En ce qui concerne les populations sévèrement immunodéprimées à très haut risque de forme sévère de Covid-19, la HAS étudie actuellement la démarche préventive globale à adopter. Elle rappelle cependant que « l'administration d'une troisième dose plus précocement voire d'une quatrième dose pour les non-répondeurs aux précédentes injections a déjà été recommandée, cette dose devant être distinguée d'une dose de rappel à 6 mois ».

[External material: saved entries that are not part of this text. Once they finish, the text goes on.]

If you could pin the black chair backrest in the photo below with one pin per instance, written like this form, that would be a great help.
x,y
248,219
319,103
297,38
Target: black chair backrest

Comme à chaque fois désormais, la HAS précise que cet avis sera revu en « fonction de l'évolution des connaissances, notamment au regard des données d'efficacité et de sécurité en conditions réelles d'utilisation sur un plus long terme ainsi que des données épidémiologiques et de pharmacovigilance ».

 

Myocardites et les péricardites : les données françaises

Depuis juillet 2021, les myocardites et les péricardites sont considérées comme un effet indésirable pouvant survenir rarement suite à une vaccination par Comirnaty (Pfizer) ou Spikevax (Moderna). Dans ce contexte, EPI-PHARE a conduit une nouvelle étude basée sur les données du Système National des Données de Santé (SNDS) sur toutes les personnes âgées de 12 à 50 hospitalisées en France pour une myocardite ou une péricardite entre le 15 mai et le 31 aout 2021, soit 919 cas de myocardites et 917 cas de péricardites [2]. Ces cas ont été appariés respectivement à 9190 témoins (pour la myocardite) et 9170 témoins (pour la péricardite) de même âge, sexe et département de résidence. Résultat : la deuxième dose de Spikevax serait à l'origine de 132 cas de myocardite supplémentaires par million de doses administrées chez les jeunes hommes de moins de 30 ans et de l'ordre de 37 par un million de doses chez les jeunes femmes de moins de 30 ans. Par comparaison, le risque de myocardite associé à la deuxième dose de vaccin de Pfizer a été estimé à 27 par million et 4 par million respectivement chez les hommes et les femmes de moins de 30 ans. Le risque de péricardite apparait lui aussi plus marqué après le vaccin Spikevax chez les personnes de moins de 30 ans, en particulier après la deuxième dose qui serait à l'origine d'un excès de cas atteignant de l'ordre de 18 par un million de doses chez les jeunes hommes (6/million chez les jeunes femmes). L’évolution clinique des cas de myocardite et de péricardite apparaît généralement favorable. Sur la période étudiée, aucun décès n'a été rapporté parmi les personnes hospitalisées pour une myocardite ou une péricardite suite à la vaccination. Les hospitalisations étaient de 2 à 4 jours en moyenne.